Making protection against dismissal legally secure

Protection against dismissal is at the heart of individual employment law. Employment-promoting labour law requires calculable, legally secure and flexible regulations for the termination of employment relationships.

Germany now has the strictest employment protection provisions for permanent employment relationships in the OECD (OECD, Employment Outlook 2013; OECD, Employment Protection Database, 2013). The Employment Protection Act (Kündigungsschutzgesetz) is a barrier to employment that makes it difficult for low-skilled workers or special groups of workers to participate in the labour market (OECD, Employment Outlook 2015, p. 139).

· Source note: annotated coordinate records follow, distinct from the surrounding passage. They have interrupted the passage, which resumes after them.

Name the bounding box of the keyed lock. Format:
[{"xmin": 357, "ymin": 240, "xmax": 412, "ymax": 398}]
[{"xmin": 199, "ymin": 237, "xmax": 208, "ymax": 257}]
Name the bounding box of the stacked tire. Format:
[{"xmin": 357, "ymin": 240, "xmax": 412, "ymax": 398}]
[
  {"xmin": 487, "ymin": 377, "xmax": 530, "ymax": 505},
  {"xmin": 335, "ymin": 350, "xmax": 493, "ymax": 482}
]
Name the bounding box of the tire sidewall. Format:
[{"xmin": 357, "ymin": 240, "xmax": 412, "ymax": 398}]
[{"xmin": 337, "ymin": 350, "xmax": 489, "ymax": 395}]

In addition to the central regulations of the right to dismissal in the Dismissal Protection Act (Kündigungsschutzgesetz, KSchG), there are - scattered - special regulations in numerous laws. Special protection against dismissal exists, for example, for works councils, severely disabled persons, trainees and employees on parental leave and maternity leave.
The BDA has long advocated the modernisation of German employment protection law in order to overcome its employment-inhibiting effect (also the appeal of the OECD, Employment Outlook 2015, p. 139). Robust economic policy studies prove the link between long-term unemployment and rigid employment protection. Anyone who wants to support the willingness to create new employment cannot avoid reforming employment protection.
More flexibility through severance option
A key prerequisite is a reliable framework within which employment relationships can be terminated. In 2019, almost two thirds of all dismissal protection proceedings ended by settlement, and significantly less than ten % by judgment (Destatis, Rechtspflege Arbeitsgerichte 2019, published on 5 August 2020). This shows: The desire for a severance payment is often the actual reason for legal proceedings. By introducing a severance pay option, maximum calculability and legal certainty can be created without changing or worsening anything in the protection against dismissal for existing employment relationships. Employer and employee could then contractually agree that the employee waives the right to bring an action against unfair dismissal in return for the promise of a severance payment. Such an option strengthens private autonomy and contractual freedom.
Further develop the right of termination
In addition, the right of termination needs to be further developed:
  • The preconditions for notices of change must be designed in a calculable manner. An adjustment of working conditions through a change notice can be a contribution to maintaining the job and thus securing existing employment relationships.
  • The procedure for the dismissal of a severely disabled person must be legally secure. The special protection against dismissal should therefore only apply once the severely disabled person's ID card has been presented to the employer. In addition, it is mandatory that the integration offices must decide within one month whether they agree to the dismissal. The characteristic of severe disability should not be taken into account separately in the context of social selection. Severely disabled employees are already adequately protected by the special protection against dismissal provided for in Book IX of the Social Code and the requirement for approval by the integration office provided for therein.
  • It should be clarified in the Works Constitution Act that only the complete failure to consult the works council leads to the invalidity of the dismissal. It must be possible for the employer to provide the works council with information retrospectively, even in the context of proceedings for protection against dismissal.
  • The default of acceptance must be newly regulated. For this purpose, a regulation is suitable according to which the claim for default wages expires insofar as the validity of the termination is confirmed in the course of appeal.
  • The existence of a justified employer interest in maintaining the personnel structure (Sec. 1 (3) Sentence 2 KSchG) should be indicated if the total number of dismissals in all comparison groups in relation to the total workforce of the establishment reaches the threshold value of Sec. 17 (1) KSchG.